There was a time when it was straight forward to design a website because everyone was looking at it from the same type of device: a desktop computer. You could safely design your pages to fit a fixed screen size.
In the early days of mobile devices that could connect to the internet a number of mobile technologies were developed (anyone remember WAP – http://en.wikipedia.org/wiki/Wireless_Application_Protocol ) However very few of these worked well because people just wanted to access the internet and all the sites and data already on it.
The next evolution was to make a different version of your main website that would load when viewed on a mobile device. This was mainly called a mobile version of the site and it is still being used today. However iSeek.ie does not recommend such a solution.
The two main limitations of this approach were that you were maintaining two independent websites, doubling your work, and the mobile version was designed with a particular device’s screen dimensions in mind.
But there is now a great variety of hand-held device, from Android tablets to iPads and iPhones with great variation in screen size. This means that having a desktop version of your site and a separate mobile version is no long a workable solution. This is why the Responsive Website Design was developed.
Responsive Design is an approach to website design and coding which takes into account that you cannot predict what the size or orientation of the device on which a website will be viewed. So you have to use methods that will adjust your design to the screen size it encounters. The advent of HTML5 and CCS3 has made Responsive Design that much easier to achieve.
Responsive Design is based on a fluid grid system which adjusts the overall layout of the website to the screen size. In this sense the design “responds” to its viewing device. Certain conventions have already been established with this approach to design, for instance a multi-columned desktop layout will normally collapse to one single column when viewed on a mobile device.
Since the Responsive approach is meant to address all possible screen sizes, you may set up rules for sizes in between a desktop and a mobile. So, a four column site might collapse to a two column site on a tablet or mobile device held in landscape orientation but to a single column on a mobile held in portrait orientation.
But a lot more goes into Responsive Design than columns. Images must adjust to the screen size as well, and the resolution of the images may come into play on devices with hi resolution Retina displays.

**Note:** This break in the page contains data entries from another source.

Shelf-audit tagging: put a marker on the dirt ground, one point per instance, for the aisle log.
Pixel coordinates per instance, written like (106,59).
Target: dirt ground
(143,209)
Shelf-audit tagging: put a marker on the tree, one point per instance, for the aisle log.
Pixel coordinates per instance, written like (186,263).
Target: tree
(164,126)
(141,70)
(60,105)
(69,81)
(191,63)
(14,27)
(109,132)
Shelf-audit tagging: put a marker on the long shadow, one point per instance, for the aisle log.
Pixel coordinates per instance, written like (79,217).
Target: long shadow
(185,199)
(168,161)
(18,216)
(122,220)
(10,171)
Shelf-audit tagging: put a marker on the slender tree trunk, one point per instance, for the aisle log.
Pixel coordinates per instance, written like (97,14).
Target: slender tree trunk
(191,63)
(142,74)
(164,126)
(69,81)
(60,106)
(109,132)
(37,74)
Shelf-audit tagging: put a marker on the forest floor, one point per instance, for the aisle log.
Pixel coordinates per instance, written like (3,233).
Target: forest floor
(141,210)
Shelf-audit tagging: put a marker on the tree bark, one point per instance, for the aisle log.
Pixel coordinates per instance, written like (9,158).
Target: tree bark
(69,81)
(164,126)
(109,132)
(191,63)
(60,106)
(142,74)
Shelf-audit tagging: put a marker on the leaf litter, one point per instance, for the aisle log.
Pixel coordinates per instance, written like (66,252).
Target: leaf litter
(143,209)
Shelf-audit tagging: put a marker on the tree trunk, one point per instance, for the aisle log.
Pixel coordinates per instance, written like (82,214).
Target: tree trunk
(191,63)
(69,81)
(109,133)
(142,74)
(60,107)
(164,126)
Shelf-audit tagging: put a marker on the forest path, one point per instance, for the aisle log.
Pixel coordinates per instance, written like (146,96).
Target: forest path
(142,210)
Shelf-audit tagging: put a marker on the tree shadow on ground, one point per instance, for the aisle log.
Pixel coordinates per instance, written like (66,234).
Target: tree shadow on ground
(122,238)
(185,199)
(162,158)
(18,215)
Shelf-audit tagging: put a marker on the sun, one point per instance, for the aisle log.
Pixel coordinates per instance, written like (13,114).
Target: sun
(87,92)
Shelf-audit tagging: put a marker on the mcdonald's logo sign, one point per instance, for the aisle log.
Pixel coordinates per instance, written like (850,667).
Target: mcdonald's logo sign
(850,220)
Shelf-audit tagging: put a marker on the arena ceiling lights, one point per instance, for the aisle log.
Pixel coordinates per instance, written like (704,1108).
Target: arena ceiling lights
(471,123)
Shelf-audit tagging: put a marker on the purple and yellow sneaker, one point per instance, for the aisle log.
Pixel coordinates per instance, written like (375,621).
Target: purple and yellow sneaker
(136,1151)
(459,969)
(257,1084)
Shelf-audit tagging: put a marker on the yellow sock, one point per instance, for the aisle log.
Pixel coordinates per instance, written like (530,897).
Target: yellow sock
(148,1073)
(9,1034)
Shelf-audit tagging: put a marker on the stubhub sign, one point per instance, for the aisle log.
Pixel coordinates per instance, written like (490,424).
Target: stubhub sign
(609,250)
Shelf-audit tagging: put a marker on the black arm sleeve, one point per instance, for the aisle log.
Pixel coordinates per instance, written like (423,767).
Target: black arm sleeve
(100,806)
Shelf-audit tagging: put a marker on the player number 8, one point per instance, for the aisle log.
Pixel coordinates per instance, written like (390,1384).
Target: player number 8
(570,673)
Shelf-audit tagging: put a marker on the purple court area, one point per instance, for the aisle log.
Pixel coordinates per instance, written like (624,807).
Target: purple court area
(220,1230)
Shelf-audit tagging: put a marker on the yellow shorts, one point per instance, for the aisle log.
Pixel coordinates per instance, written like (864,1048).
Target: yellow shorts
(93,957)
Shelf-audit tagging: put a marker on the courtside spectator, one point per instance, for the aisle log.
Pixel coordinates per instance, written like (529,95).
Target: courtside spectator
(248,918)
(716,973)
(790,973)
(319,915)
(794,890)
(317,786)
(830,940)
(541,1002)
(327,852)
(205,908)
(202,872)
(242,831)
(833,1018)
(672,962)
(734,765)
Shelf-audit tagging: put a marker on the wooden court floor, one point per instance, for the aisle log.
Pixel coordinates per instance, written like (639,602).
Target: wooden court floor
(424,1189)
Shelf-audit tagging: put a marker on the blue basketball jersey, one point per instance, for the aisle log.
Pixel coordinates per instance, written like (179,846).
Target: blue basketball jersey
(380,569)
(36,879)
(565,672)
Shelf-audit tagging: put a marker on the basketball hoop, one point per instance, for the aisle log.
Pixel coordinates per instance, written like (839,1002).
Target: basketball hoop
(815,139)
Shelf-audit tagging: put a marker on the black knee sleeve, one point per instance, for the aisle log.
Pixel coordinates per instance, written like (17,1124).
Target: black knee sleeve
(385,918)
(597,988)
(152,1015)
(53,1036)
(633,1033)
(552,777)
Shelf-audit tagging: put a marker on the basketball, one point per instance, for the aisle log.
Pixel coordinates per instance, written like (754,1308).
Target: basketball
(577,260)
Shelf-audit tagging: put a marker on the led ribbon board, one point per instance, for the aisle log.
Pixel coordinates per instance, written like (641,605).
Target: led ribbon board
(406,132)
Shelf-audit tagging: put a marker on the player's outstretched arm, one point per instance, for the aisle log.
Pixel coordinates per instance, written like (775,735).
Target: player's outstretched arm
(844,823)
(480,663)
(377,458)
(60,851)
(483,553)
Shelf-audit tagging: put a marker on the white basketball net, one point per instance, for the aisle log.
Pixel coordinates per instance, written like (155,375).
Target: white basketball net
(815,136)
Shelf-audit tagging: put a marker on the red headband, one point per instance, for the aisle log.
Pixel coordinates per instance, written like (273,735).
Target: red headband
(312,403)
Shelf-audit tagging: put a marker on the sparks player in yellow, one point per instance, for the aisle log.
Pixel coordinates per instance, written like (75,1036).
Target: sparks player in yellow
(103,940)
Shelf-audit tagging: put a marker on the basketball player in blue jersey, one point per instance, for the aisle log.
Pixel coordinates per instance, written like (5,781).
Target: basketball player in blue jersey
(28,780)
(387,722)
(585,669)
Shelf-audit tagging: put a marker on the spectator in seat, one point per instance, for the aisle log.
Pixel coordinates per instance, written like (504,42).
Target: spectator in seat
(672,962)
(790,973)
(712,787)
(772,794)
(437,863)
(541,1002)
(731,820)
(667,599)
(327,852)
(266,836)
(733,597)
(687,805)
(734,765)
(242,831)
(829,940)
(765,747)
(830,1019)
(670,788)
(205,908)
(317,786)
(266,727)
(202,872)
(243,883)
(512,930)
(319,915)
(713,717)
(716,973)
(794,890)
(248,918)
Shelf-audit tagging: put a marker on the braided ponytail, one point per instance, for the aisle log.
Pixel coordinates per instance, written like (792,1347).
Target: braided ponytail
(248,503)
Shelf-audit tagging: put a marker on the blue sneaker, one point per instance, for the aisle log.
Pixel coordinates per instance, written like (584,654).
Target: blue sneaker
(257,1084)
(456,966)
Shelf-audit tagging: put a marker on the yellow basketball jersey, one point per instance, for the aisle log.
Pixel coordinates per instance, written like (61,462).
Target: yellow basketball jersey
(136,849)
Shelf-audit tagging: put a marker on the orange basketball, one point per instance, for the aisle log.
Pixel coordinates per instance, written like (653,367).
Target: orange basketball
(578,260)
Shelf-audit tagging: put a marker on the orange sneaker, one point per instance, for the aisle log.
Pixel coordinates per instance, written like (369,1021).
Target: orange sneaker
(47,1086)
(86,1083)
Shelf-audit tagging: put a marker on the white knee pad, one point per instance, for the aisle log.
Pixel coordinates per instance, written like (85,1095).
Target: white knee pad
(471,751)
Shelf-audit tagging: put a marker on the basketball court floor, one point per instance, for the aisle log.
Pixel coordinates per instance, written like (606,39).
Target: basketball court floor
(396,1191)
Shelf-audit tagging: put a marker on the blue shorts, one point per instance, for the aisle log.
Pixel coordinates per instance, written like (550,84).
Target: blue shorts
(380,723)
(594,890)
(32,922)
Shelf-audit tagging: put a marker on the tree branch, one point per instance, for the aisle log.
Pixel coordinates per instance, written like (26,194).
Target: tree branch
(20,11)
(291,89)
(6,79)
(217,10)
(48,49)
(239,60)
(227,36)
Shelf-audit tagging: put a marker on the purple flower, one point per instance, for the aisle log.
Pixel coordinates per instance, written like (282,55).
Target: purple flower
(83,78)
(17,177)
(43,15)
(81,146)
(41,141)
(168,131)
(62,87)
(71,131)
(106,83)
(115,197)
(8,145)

If you want to accommodate these devices with your design, you may have two copies of your logo: one that is display on lower resolution devices and a hi-res copy for Retina displays.
Font size will also need to be addressed as a font size of 30 pixels might look well and in proportion on a desktop but on a mobile device it might overpower the screen and look incongruous with the rest of the text.
Responsive Design must also address which elements are best suited for which devices. Some features that work well on a desktop or tablet, like a slideshow, are only a distraction on a mobile. So these items might need to be removed when viewing the site on a mobile. Likewise, when you hover your mouse over an object in desktop view it works well to have something happen.
An example of this is when you hover over a main menu choice and a list of submenu choices drops down. But you can’t hover with a device where you are interacting via a touch-screen. For this reason, menu drop-downs need to correspond to a finger press and shouldn’t disappear when you move your finger off the screen. In fact the very layout of the menu will most likely need to change when viewing the site on a hand-held device.
iSeek.ie have begun to approach our website design and layout from the mobile version first and we work our way up to the desktop. We have found this to be a better way to address the issues that accompany designing a website that will work on any screen resolution, as we are moving from the simplest to the complex.
When working with our clients in coming up with a design for their website, we always encourage them to adopt a Responsive Design, whether we are designing the site layout ourselves or they are opting for a pre-packaged theme or template.
Responsive Design doesn’t mean coming up with different designs for different devices; it just means that you must be aware of the variation in screen size when you come with a design. It may take a little more time at the outset and there may be more steps in actually coding the site, but the end result will be a functional and user-friendly website that will be accessible to anyone.